There they are, two Ari cat life studies in pen and watercolor, five Zouletta Serval studies in pen and watercolor. I used Sepia, Quinacridone Burnt Orange (to warm the mix in Ari's fur), and Payne's Grey for serval paws and Ari cat's background. 

Zouletta was much more lively tonight at Big Cat Hospital. The folks at Big Cat Rescue put a camera in the cage whenever one of the big cats is in for treatment, so volunteers can watch to see if they're recovering okay. There's a number to call in a cat emergency, this is entertainment but also volunteering  to check on sick, often endangered big cats. 

I first got into it with Skippy the Bobcat, who had a lot of Internet fame. I posted a painting of him on Facebook an raffled it to support BCR, wound up carrying 15 months of taking care of a bobcat with that painting so feel very good about it.

Now the cat in the infirmary is Zouletta, who ate an acorn. They had to give her surgery to get it out of her small intestine. She's doing better tonight, less lethargic, less miserable looking. She gets up and moves, turns around, washes herself and the Cone of Shame is gone. I don't know if she's had a bowel movement yet but she's definitely recovering well and if she hasn't, I think she will soon. She's on the mend.

Beautiful Zouletta turned showing her face several times so I managed to get her profile, she moved too much for a full face view. Still, that's not bad for big cat studies from a live, restless big cat! I'll bet when I get to visit the Arkansas big cat rescue place, I'll find at least some of them awake and repeating poses. Good practice for when I make that trip!

Sleep well, Zouletta!

I'm also maknig progress on my novel, neck and neck with the deadline. Need to finsh by midnight tomorrow night and have only 3,606 to go. So I've got a good chance of getting it done. Wrote 4k today along with serval sketching. So that rocks. Hope I can get this last sprint in!

Cats from Life

Cats from life in brush pen 5 1/2" x 4"

Two studies of Ari in my large Moleskine along with a serval named Zouletta Serval. She was on the Big Cat Hospital live feed and that's a life drawing opportunity too. It's the same thing, the cat moves, I can't scroll back but just have to watch for repeat poses.
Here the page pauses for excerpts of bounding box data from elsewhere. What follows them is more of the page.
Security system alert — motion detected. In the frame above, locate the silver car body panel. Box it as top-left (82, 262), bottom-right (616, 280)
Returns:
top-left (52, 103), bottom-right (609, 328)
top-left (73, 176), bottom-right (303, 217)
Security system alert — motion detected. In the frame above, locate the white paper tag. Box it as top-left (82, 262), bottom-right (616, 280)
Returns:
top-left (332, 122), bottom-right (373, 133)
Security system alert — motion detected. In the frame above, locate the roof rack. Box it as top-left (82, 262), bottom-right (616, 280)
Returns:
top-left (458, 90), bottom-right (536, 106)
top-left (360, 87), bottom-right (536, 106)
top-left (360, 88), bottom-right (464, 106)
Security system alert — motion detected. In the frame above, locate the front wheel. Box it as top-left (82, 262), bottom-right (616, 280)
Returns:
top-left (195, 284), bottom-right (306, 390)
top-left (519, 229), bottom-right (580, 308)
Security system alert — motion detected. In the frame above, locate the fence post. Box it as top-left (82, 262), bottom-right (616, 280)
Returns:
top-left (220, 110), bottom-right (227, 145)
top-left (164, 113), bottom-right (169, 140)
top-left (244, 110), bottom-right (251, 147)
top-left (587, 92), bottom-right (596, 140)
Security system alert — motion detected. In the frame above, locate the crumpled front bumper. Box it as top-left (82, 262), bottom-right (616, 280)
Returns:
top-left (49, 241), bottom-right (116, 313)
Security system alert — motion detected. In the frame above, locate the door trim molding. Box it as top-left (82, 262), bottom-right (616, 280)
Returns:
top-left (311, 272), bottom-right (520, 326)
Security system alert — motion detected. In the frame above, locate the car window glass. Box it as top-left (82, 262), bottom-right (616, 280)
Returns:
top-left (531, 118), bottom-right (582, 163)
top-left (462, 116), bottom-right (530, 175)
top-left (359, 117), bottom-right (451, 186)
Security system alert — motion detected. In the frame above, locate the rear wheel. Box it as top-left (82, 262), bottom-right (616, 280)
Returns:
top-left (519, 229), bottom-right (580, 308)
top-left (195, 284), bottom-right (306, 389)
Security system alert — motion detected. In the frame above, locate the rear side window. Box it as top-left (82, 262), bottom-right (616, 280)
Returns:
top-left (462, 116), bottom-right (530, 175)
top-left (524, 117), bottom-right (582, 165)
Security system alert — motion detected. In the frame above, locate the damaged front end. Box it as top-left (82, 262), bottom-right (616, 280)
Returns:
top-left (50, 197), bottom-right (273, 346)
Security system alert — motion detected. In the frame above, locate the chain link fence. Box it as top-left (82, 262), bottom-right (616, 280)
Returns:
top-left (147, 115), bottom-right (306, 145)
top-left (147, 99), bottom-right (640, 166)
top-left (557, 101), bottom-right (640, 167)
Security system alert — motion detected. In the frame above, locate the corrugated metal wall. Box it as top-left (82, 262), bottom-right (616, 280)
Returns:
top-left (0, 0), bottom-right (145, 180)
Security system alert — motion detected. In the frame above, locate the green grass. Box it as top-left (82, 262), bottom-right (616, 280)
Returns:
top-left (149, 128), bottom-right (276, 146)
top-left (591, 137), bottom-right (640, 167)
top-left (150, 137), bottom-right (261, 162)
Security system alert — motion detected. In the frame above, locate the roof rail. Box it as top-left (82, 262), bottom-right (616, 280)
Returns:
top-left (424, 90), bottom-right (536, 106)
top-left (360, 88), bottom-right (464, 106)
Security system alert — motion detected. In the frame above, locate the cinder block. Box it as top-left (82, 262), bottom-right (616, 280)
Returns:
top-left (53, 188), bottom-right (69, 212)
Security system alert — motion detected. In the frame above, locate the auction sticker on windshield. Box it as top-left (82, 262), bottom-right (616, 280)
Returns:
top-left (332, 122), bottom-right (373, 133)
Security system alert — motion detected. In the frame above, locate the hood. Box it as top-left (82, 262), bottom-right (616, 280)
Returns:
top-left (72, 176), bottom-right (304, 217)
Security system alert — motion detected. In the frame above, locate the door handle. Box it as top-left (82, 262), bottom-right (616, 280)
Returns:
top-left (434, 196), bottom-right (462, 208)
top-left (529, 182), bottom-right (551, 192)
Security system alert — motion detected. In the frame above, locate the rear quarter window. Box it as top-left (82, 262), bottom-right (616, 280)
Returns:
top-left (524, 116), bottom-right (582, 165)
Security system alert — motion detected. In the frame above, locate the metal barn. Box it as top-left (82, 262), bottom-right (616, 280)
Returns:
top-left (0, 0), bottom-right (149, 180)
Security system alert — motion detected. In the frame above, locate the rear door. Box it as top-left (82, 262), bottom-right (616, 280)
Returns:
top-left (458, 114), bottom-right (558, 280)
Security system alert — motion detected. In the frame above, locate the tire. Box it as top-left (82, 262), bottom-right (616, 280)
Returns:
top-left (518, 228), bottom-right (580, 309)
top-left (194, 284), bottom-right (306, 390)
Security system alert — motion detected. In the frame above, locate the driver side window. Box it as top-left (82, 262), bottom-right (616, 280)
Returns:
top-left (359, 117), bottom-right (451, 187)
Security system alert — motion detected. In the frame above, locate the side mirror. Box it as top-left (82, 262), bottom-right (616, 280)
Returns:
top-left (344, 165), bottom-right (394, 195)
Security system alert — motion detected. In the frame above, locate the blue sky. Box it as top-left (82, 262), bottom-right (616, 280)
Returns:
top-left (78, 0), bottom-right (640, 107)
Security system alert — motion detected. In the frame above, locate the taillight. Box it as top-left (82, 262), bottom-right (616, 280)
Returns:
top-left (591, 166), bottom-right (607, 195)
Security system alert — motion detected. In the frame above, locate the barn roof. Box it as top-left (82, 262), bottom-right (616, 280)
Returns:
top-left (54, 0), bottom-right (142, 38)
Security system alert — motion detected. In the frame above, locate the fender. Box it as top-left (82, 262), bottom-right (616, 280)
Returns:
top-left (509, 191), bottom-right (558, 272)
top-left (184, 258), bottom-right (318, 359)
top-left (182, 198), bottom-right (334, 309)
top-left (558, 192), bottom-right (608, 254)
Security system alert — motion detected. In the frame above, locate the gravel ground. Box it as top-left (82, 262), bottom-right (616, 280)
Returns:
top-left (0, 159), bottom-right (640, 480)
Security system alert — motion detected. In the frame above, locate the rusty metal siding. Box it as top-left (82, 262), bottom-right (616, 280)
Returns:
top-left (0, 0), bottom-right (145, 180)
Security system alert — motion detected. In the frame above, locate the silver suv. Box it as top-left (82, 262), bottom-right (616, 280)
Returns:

I plan to finish the rest of the page with cats from life, probably studies of Ari but maybe another sketch of Zouletta. She is a lovely cat. She had a transparent Cone of Shame on but I didn't document that for posterity, just failed to sketch it. I could see her head and ears well through it.

Friday, November 27, 2015

Dinosaur and Sake Set

tyrannosaur sketch and sake set
in blue Graphitint pencils dry

I got in some sketching this morning and finished what I meant to do with the opposite page - sketch a reconstruction from that view of the skull. Not 100% satisfied with it though I do like how the arm and mouth came out. Something about the head angle made it hard to do the face.

I meant to wash the watersoluble pencils but didn't, particularly because I liked the way the pottery looked without a wash.

The sake carafe and cups are from an ebook I bought on sale, "Urban Sketching" by Marc Taro Holmes. I enjoyed his video on Urban Sketching: Birds and snapped up this ebook today on a Black Friday sale. The only sale item I bought this year, money's tight. It's a good ebook, fascinating and right on topic for all the sketching I've been doing in 2015. 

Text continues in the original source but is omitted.